I tried to discuss this on Twitter with Sam Freedman, but as his blog title points out, sometimes 140 characters isn’t enough…
The NAHT recently released the findings of their commission on assessment. They have attempted to set out a general framework for assessing without levels, including 21 recommendations, their principles of assessment, and a design checklist for system-building. All in all the report is a good one, capturing some of the most important principles for an effective system of assessment. However there are some significant problems to be fixed.
Firstly, the report relies on ‘objective criteria’ to drive assessment, without recognising that criteria cannot be objective without assessments bringing them to life. Secondly, the report places a heavy emphasis on the need for consistency without recognising the need for schools to retain the autonomy to innovate in both curriculum and assessment. Thirdly, the report advocates assessment that forces students into one of only three boxes (developing, meeting or exceeding), instead of allowing for a more accurate spectrum of possible states.
Here are my comments on some of the more interesting aspects of the report.
Summary of recommendations
4. Pupils should be assessed against objective and agreed criteria rather than ranked against each other.
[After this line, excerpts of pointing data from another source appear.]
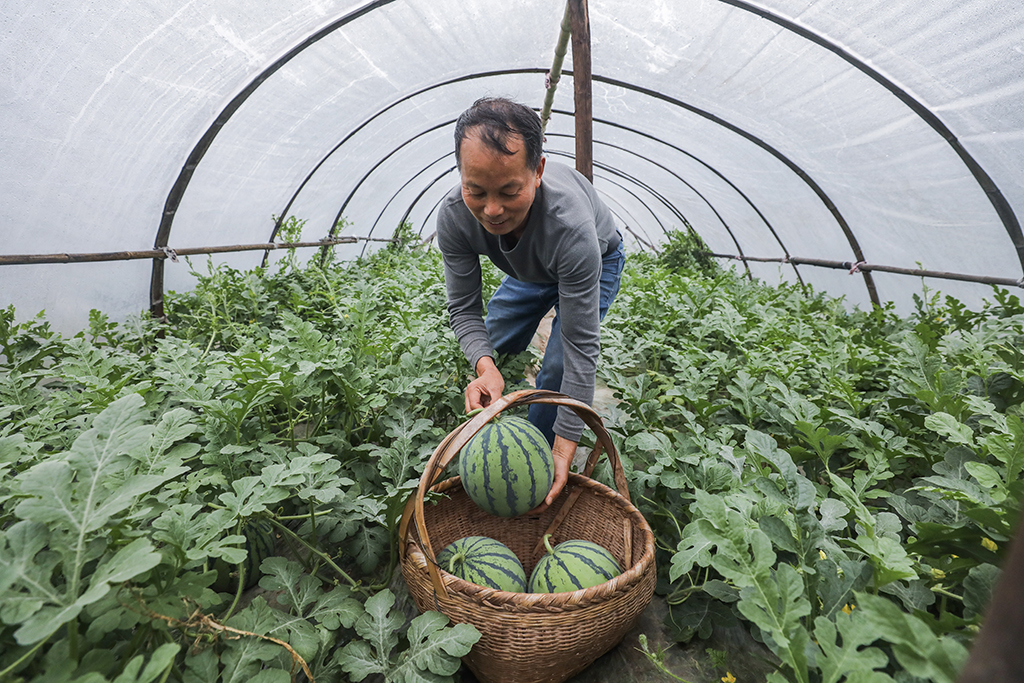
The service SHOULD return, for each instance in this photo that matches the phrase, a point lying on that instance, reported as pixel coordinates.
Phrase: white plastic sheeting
(803, 128)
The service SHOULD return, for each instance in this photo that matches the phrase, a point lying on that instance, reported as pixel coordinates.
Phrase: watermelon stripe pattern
(485, 562)
(507, 468)
(573, 565)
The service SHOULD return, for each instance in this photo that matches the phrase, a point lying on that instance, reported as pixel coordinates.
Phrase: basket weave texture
(530, 637)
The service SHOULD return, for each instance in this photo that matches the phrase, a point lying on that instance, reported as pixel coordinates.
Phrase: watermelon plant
(150, 473)
(507, 468)
(485, 562)
(572, 565)
(841, 482)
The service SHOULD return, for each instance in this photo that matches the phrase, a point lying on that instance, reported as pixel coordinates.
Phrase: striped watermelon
(507, 468)
(485, 562)
(571, 565)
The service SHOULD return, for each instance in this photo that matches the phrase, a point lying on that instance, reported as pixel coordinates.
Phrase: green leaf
(915, 646)
(698, 539)
(888, 557)
(435, 648)
(849, 659)
(1010, 453)
(296, 590)
(162, 658)
(948, 426)
(379, 625)
(978, 589)
(336, 609)
(357, 659)
(133, 559)
(201, 667)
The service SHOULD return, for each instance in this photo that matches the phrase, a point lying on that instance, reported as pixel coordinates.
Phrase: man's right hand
(487, 386)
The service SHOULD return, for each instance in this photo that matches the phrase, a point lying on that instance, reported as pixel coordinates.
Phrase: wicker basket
(530, 637)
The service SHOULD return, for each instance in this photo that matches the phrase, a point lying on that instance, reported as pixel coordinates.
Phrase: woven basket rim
(550, 602)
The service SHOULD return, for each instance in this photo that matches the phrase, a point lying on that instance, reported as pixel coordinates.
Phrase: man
(546, 227)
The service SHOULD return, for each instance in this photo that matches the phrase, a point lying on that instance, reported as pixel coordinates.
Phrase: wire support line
(860, 266)
(172, 254)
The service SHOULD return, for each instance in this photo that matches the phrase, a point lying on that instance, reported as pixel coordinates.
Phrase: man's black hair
(497, 118)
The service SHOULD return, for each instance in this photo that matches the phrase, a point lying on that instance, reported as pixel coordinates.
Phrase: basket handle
(453, 443)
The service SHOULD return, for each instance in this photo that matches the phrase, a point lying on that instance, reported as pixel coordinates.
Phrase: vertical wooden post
(583, 85)
(556, 68)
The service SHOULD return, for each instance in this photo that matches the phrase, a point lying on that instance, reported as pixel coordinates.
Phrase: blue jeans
(515, 311)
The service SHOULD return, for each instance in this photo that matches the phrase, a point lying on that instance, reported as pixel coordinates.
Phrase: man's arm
(487, 386)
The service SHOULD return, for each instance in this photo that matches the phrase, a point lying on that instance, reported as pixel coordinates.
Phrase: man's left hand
(563, 452)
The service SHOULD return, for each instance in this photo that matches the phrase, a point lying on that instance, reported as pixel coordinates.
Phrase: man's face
(498, 188)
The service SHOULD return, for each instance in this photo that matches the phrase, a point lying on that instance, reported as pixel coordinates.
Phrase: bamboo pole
(555, 74)
(861, 266)
(583, 85)
(30, 259)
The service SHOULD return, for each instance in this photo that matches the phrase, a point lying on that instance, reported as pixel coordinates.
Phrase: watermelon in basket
(530, 637)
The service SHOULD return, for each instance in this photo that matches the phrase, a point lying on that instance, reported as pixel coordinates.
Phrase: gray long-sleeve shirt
(568, 230)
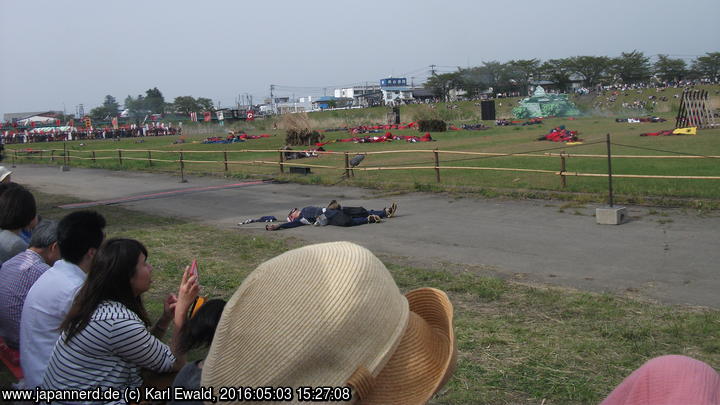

This seems eminently sensible – learning is not a zero sum game. The potential problem with this, however, is that ‘objective criteria’ are very rarely objective. In “Driven by Data”, Paul Bambrick-Santoyo makes a compelling case that criteria alone are not enough, as they are always too ambiguous on the level of rigour demanded. Instead, criteria must be accompanied by sample assessment questions that demonstrate the required level of rigour. So whilst I agree with the NAHT’s sentiment here, I’d argue that a criteria-based system cannot be objective without clear examples of assessment to set the level of rigour.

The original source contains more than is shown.